Rhodococcus equi is an intracellular pathogen that causes granulomatous infections in a wide range of animal species, including foals, dogs, pigs, cattle, sheep, and goats [1,2,3]. In addition, R. equi can infect immunocompromised humans causing a fatal pyogranulomatous bronchopneumonia [4]. R. equi is a widely distributed pathogen, and is frequently endemic in horse farms [5,6]. This pathogen is usually transmitted by inhaling aerosol respiratory particles or dust contaminated with R. equi [5,6].

During the last decade, the number of R. equi isolates resistant to commonly used antimicrobials has dramatically increased [7,8,9], making current antibiotherapies often ineffective [10]. Primary preventative strategies based on the use of vaccines or hyperimmune plasma administration do not confer full protection against this pathogen [11,12,13]. Thus, new treatments based on a combination of clinically established antimicrobials with novel anti-R. equi compounds could be the only realistic option to solve in the short term the crisis caused by antimicrobial resistant strains.

Interestingly, some antimicrobial agents can stimulate the production of reactive oxygen species (ROS) as part of their mechanism of action [14,15,16]. Therefore, the antioxidant systems of bacterial pathogens could be important to counteract antibiotic ROS production. We recently demonstrated that mycoredoxins are key factors for the maintenance of R. equi’s redox homeostasis [17]. In particular, a R. equi mutant strain lacking three mycoredoxin-encoding genes (R. equi Δmrx1Δmrx2Δmrx3) shows high susceptibility to oxidative stressing agents, including hydrogen peroxide, sodium hypochlorite, or nitric oxide [17]. Based on this evidence, we used here this triple mrx-null mutant strain of R. equi to screen for novel ROS-generating antimicrobial compounds.

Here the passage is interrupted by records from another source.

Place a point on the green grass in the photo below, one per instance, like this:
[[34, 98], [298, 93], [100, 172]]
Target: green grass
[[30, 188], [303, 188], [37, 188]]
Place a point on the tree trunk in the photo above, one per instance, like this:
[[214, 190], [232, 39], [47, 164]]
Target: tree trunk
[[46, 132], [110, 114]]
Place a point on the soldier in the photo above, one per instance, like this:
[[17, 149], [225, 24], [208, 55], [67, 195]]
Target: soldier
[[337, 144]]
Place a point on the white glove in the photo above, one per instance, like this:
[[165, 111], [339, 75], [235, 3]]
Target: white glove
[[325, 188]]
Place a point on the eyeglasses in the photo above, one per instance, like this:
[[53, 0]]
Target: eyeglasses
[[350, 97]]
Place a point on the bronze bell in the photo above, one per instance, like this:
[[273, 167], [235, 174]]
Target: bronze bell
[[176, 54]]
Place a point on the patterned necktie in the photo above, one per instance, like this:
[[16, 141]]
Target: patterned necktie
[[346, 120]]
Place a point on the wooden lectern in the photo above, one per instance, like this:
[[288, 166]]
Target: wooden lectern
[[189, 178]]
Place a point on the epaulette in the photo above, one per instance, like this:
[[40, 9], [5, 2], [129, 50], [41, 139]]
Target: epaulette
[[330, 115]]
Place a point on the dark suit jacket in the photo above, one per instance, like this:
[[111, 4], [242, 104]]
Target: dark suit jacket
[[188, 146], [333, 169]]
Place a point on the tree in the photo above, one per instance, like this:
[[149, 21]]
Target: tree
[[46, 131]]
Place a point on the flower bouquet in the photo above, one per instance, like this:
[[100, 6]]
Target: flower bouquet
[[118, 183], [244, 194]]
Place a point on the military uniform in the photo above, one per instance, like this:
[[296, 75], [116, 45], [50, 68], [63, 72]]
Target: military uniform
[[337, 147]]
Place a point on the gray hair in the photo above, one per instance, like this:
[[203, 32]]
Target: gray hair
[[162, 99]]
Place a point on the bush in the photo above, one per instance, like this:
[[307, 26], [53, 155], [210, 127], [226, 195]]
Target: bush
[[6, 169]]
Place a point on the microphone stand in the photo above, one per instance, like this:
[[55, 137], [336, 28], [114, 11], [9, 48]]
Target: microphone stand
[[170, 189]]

As a result, we identified potent and synergistic antimicrobial activities of different ROS-producing antibiotics against R. equi. In addition, we established a novel screening approach for the identification of ROS-inspired antimicrobial strategies against this intracellular veterinary pathogen.

2. Materials and Methods

2.1. Bacterial Strains, Reagents, and Antibiotic Susceptibility Tests

Rhodococcus equi 103S⁺ was kindly provided by Dr. Jesús Navas from the University of Cantabria (Spain), which was considered the wild type strain in all assays. R. equi Δmrx1Δmrx2Δmrx3 and R. equi Δmrx1Δmrx2Δmrx3 expressing mrx1-roGFP2 are derivative strains of R. equi 103S⁺ [17]. All reagents were procured from Sigma-Aldrich, unless otherwise stated.

For antibiotic susceptibility tests, exponential growth phase cultures (OD₆₀₀ = 1) of R. equi were diluted in melted (at 50 °C) trypticase soy agar (TSA) plates at 1:10 mL dilution and spread over 10 mL solid TSA plates. Disks with antibiotics were then placed onto R. equi-containing TSA plates, which were incubated at 30 °C for 24 h.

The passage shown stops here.